In recent months, we saw a Brazilian court rule on a decision allowing hemp cultivation, a first in the nation’s history. This, coupled with ANVISA’s recent policy announcements concerning its recognition of medicinal cannabis, represents a substantial and swift policy change in Latin America. I have previously written about the significance of the ANVISA announcement, but let’s look at the court decision in particular.

Hoban Law Group is very proud to have assisted in shaping the legal strategies employed by this group and others to prevail in Brazil, which is consistent with many of the decisions we’ve seen across other LatAm nations allowing for individuals to access cannabis for a variety of reasons. These decisions share a common theme: the UN Convention never intended to deprive people of the right to access plant-based medicines; nor did it intend to prevent people from cultivating plants that comprise a multitude of uses.
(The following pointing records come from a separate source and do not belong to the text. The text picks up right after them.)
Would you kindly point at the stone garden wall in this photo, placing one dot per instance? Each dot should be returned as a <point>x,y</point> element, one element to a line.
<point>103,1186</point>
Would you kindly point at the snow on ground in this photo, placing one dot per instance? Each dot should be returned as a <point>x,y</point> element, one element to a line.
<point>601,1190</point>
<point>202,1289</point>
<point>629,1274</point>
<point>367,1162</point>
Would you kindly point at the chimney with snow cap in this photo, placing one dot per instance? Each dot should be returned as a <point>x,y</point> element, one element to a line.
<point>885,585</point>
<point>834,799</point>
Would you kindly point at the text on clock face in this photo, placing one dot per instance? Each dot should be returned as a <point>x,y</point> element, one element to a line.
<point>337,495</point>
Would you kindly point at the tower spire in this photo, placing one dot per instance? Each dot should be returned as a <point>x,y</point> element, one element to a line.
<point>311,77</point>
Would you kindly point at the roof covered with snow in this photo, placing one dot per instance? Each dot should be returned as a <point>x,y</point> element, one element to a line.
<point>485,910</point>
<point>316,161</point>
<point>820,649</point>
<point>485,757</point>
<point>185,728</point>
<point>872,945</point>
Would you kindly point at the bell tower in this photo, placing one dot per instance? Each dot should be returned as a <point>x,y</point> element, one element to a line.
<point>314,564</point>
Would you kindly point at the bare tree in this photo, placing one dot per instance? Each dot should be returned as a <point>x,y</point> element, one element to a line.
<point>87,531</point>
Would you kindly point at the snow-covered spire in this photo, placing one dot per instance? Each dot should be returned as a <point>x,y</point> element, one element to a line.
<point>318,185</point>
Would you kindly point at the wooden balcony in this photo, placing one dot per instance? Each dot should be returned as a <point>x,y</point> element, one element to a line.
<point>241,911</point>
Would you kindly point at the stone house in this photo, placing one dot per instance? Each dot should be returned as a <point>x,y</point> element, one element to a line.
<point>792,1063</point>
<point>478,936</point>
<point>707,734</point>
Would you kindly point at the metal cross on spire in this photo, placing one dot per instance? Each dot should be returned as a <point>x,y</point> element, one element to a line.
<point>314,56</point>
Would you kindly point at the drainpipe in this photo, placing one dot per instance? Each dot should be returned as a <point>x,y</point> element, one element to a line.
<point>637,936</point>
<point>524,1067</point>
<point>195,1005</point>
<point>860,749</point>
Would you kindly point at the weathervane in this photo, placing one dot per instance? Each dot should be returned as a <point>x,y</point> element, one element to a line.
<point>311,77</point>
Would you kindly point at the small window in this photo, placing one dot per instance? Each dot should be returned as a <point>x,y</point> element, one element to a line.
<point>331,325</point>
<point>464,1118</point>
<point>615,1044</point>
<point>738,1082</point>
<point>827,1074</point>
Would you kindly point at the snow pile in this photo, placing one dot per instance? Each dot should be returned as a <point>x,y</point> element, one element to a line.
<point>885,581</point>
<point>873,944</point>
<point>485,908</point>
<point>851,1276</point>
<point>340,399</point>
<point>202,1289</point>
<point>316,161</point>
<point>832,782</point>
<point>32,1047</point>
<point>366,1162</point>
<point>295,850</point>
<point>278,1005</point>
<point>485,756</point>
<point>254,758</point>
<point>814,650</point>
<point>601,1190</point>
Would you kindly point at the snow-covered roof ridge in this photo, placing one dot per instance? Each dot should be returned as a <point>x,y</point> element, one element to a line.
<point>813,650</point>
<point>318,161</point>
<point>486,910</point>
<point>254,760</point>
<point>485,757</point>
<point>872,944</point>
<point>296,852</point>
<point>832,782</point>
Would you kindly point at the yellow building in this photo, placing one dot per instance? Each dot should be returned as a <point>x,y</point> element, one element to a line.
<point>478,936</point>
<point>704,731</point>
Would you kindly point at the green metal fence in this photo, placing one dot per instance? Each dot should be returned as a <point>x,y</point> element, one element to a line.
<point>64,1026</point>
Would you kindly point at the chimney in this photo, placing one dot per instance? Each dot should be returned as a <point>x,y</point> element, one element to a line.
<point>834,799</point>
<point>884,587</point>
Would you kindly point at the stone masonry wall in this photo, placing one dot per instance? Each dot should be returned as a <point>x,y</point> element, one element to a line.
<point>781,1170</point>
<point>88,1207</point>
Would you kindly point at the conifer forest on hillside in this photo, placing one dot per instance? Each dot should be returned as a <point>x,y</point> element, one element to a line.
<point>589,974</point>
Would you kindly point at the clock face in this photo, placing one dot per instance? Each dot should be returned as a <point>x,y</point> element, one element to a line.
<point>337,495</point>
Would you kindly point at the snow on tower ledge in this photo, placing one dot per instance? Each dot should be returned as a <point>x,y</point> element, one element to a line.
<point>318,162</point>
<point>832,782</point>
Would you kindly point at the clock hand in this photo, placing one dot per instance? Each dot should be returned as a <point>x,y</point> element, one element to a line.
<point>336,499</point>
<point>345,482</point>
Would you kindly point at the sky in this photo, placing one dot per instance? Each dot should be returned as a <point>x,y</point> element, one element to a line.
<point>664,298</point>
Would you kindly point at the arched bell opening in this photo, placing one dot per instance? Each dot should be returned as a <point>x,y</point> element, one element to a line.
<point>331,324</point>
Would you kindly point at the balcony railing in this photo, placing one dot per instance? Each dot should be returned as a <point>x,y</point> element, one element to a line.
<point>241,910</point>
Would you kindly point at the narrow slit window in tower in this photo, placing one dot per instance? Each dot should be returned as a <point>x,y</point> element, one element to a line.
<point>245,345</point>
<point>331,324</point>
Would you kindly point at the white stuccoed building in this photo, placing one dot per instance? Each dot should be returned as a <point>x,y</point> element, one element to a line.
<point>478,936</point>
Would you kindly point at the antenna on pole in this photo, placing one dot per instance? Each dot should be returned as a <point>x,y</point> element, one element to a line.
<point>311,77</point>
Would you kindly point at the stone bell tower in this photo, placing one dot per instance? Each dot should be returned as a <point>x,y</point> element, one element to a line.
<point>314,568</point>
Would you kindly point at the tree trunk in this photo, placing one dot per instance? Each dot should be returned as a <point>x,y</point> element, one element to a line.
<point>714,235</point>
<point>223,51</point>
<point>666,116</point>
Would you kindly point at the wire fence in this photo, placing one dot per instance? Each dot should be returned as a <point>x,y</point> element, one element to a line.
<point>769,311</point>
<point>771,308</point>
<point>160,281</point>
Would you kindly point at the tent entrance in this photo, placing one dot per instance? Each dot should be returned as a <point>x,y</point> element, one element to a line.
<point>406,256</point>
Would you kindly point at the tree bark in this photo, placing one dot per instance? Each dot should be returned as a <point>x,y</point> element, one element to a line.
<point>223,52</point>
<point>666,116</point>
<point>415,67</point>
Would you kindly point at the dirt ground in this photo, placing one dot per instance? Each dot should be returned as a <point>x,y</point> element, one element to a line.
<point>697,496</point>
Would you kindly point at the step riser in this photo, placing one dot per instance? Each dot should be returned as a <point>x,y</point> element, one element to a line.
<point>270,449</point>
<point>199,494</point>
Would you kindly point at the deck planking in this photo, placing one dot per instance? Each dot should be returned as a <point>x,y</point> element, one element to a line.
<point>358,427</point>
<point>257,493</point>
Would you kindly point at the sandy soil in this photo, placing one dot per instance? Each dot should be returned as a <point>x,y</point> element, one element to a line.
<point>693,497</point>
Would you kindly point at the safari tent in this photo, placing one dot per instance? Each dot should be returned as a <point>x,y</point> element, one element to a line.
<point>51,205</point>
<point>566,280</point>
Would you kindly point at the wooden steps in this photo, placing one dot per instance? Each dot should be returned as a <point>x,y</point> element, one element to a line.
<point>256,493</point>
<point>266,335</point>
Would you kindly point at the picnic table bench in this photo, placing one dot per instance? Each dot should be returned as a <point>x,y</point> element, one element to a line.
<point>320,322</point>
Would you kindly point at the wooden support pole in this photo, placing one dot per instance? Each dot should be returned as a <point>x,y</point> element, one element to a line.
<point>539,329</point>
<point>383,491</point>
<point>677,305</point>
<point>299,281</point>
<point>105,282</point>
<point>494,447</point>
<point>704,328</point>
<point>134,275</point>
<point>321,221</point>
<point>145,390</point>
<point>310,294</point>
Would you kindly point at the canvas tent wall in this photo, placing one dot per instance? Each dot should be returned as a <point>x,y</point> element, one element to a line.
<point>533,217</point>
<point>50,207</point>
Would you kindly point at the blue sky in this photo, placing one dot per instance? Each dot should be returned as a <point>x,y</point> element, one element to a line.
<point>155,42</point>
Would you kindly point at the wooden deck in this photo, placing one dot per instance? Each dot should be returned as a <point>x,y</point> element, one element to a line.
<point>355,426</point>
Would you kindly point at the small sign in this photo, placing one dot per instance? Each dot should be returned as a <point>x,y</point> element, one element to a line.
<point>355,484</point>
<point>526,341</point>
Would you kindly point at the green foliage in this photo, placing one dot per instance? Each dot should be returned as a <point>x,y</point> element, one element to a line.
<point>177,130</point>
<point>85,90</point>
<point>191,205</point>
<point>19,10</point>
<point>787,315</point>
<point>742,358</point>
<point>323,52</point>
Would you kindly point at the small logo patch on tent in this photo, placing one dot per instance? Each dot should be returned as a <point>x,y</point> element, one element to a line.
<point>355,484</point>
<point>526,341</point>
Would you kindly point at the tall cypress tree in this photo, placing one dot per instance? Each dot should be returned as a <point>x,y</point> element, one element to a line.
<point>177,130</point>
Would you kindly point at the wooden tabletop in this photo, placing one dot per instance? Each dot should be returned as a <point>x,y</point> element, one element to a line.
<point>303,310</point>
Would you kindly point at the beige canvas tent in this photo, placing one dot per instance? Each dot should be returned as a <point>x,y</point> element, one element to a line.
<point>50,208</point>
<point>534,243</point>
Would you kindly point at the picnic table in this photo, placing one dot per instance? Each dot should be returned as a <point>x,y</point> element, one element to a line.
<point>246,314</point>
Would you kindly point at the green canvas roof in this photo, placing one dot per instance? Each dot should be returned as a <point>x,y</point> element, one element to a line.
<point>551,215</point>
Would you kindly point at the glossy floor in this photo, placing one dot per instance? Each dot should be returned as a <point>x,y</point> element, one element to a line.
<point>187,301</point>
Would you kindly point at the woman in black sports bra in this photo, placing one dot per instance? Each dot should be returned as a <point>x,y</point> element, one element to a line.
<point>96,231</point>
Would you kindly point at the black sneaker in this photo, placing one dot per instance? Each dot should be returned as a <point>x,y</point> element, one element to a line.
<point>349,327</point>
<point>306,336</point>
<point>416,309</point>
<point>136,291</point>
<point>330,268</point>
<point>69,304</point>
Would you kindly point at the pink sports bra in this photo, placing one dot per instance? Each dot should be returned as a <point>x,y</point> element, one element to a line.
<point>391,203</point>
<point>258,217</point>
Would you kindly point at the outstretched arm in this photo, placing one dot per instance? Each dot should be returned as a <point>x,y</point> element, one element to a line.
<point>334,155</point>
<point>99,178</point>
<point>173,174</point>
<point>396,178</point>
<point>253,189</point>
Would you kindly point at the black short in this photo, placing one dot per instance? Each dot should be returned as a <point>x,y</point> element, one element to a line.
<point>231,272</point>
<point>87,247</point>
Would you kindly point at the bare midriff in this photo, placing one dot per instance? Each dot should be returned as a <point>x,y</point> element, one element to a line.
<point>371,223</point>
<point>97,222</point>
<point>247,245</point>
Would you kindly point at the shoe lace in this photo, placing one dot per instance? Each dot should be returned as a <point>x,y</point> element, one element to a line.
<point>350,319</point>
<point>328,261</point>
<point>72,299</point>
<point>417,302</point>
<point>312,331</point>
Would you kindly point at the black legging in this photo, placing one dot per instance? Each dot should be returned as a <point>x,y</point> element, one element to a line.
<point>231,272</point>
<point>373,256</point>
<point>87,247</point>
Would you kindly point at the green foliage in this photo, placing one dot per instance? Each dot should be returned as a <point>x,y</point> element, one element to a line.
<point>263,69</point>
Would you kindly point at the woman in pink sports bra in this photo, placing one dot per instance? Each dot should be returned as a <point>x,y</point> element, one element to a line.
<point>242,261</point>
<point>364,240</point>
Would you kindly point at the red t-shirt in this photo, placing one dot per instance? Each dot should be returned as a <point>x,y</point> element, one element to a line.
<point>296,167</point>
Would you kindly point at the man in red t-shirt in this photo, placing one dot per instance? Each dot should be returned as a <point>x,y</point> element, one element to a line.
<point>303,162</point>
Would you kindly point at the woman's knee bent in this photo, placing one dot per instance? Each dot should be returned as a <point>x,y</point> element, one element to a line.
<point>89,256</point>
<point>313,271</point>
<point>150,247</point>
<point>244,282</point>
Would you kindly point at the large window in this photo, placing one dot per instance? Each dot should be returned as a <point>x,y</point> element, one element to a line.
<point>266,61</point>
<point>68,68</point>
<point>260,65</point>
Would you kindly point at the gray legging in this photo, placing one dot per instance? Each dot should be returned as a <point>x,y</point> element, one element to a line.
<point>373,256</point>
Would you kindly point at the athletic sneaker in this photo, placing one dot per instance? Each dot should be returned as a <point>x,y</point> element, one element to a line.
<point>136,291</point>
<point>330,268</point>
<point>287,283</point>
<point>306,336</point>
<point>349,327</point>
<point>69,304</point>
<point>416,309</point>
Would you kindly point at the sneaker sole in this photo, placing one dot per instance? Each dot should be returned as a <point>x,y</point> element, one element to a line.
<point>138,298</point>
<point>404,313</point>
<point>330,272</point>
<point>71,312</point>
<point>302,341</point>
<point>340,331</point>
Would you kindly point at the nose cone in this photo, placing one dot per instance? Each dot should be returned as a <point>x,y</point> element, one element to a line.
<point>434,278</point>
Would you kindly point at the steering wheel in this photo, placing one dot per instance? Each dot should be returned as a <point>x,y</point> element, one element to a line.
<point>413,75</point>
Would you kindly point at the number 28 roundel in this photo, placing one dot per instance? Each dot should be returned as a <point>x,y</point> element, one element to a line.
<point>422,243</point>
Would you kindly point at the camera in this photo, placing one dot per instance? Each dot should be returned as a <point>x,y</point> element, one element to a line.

This is especially true when considering the industrial hemp plant, and its very low levels of the psychotropic cannabinoid, tetrahydrocannabinol (THC).

Brazilian Court Allowing Hemp Cultivation

The court’s decision represents a momentous occasion. Farmers in one of the most populous countries in the world may now pursue a legal pathway to hemp cultivation. This will, once again, put industrial hemp, and its tens of thousands of uses on the center stage of sustainable economic solutions. A trend cannot be ignored.

Perhaps after far too long, policy makers and entire populations will begin to distinguish between psychoactive marijuana and non-psychoactive cáñamo. This is another grand step toward international recognition of hemp as a major global commodity. Full of hope, full of grace, is the human face. Call it home for you and me.